Then its back to the jolly rapists, who have hog tied Tommy Chong so they can tote him around on a stick. This time the funny xylophone music is embellished with dissonant horns. If you love inappropriate incidental music, this is your movie.

Returning to the sanitarium, Maillard introduces Gaston to "Mr. Chicken," a guy with a beard who flaps his arms and clucks a lot. "Ah my fine feathered friend, I've come to feed you," he chortles as he tosses Mr. Chicken some corn. Later, when some inmates drop a bunch of chickens on them through the roof, Maillard picks one up and says "I hope this isn't Mr. Chicken!," then erupts into awkward, hysterical laughter.

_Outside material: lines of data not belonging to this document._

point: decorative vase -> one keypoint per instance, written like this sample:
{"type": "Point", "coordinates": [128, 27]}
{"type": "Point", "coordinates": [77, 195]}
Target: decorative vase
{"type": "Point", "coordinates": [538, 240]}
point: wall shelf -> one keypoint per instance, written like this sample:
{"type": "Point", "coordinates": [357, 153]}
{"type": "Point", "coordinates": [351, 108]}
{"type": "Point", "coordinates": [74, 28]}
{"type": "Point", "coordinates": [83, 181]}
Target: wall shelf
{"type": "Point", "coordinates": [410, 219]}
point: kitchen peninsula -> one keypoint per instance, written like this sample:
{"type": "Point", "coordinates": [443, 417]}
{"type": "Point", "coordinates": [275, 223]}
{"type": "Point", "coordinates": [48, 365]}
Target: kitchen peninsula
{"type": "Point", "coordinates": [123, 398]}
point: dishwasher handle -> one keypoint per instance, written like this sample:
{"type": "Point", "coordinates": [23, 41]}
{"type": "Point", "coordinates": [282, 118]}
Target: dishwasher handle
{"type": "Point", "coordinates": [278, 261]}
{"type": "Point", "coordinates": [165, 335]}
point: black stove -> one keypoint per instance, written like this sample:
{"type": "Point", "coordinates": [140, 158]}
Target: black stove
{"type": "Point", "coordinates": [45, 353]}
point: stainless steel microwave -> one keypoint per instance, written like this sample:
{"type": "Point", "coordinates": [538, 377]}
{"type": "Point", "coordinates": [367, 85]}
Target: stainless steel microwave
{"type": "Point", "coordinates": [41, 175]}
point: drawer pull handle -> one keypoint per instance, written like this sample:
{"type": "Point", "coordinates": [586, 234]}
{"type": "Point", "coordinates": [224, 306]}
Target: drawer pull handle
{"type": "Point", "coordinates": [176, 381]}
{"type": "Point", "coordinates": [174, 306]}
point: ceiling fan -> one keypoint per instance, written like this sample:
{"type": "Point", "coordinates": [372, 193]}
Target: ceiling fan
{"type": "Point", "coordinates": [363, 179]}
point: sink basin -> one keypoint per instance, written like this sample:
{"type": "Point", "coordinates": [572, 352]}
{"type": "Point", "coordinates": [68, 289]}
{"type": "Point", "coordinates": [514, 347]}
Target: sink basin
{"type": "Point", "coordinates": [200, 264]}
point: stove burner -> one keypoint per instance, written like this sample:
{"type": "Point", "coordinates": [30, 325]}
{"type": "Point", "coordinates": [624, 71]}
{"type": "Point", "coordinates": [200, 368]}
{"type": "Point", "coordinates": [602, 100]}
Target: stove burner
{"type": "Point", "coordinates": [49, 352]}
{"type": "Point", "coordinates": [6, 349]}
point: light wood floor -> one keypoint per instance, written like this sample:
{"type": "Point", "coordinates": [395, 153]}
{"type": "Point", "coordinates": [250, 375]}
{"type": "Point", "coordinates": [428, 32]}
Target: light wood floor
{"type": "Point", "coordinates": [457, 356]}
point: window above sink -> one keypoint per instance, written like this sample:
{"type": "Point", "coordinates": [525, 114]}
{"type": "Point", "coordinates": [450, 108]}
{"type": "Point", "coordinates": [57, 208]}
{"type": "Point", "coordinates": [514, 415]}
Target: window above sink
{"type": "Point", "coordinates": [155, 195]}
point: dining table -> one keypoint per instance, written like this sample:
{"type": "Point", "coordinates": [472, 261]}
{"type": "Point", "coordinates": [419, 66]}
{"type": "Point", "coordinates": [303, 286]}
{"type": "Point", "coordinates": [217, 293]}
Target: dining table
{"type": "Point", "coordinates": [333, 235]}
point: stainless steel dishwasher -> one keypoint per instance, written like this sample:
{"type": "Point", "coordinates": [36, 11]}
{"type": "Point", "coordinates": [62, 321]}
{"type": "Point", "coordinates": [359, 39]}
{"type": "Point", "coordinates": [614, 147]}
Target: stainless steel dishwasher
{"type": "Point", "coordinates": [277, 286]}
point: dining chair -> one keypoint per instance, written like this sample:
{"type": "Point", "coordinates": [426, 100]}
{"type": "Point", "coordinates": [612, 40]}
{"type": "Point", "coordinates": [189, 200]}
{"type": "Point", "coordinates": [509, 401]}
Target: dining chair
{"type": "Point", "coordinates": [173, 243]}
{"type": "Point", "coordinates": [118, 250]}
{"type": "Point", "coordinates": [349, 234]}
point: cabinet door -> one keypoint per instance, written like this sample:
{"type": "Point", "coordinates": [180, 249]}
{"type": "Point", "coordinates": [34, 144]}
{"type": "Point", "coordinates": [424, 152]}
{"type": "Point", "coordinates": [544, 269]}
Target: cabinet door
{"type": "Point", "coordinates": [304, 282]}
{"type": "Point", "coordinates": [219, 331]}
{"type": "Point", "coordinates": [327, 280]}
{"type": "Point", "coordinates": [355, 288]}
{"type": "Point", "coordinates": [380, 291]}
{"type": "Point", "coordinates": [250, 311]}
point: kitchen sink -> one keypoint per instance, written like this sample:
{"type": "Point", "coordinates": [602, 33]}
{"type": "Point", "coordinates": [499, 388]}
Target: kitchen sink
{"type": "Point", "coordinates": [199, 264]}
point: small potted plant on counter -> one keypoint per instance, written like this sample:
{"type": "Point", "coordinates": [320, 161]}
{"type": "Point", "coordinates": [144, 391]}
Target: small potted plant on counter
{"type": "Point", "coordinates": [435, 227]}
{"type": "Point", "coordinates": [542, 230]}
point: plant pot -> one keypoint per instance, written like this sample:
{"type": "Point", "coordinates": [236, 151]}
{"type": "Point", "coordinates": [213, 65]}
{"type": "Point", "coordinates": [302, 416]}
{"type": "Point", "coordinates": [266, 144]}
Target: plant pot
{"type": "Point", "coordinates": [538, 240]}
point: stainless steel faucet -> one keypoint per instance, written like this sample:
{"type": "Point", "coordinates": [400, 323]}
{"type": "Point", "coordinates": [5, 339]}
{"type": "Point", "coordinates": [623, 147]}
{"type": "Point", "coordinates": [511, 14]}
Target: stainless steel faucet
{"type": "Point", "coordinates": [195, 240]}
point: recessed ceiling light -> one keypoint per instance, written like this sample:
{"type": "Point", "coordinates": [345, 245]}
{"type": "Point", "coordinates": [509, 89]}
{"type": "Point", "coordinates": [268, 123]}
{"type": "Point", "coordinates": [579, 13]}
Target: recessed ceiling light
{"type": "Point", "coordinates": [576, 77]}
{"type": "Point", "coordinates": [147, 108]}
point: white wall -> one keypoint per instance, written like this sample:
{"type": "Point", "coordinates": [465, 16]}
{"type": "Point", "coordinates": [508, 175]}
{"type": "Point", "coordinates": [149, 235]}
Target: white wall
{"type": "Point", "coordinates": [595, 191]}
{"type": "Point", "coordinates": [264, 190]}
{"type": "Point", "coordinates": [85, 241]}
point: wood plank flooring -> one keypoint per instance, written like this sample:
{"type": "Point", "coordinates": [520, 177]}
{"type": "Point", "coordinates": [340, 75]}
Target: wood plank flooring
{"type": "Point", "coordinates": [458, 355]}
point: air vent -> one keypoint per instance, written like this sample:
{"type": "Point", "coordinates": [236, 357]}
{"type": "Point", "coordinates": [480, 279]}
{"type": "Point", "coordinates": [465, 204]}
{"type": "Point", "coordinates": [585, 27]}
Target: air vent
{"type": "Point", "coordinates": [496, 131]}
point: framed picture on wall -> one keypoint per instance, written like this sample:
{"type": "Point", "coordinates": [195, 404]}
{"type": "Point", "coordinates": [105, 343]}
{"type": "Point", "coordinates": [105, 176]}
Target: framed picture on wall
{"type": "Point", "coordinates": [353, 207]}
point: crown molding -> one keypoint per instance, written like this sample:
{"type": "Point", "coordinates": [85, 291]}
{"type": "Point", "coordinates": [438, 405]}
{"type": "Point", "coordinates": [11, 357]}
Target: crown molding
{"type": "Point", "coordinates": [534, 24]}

Oh gee, what else happens? Inmates run around hitting each other with sticks. A man is humiliated by being covered in celery. And did I mention chicken person choreography? Three dipshits covered in feathers with KISS makeup dance to Man From U.N.C.L.E. music while emitting piercing squawks. The dance recalls the Bonnie Franklin variety special that CBS aired back in the early 80s, and its duration exceeds that of a vomit drenched carnival ride.

There's a fine line between surrealism and tedious bullshit, but Dr. Tarr's Torture Dungeon lands far enough away from the line that there's no sense worrying about where to draw it. Still, if you want to see every movie with chicken suits before you die, or if you just happen to like dodging projectile puke, then put this one on your short list.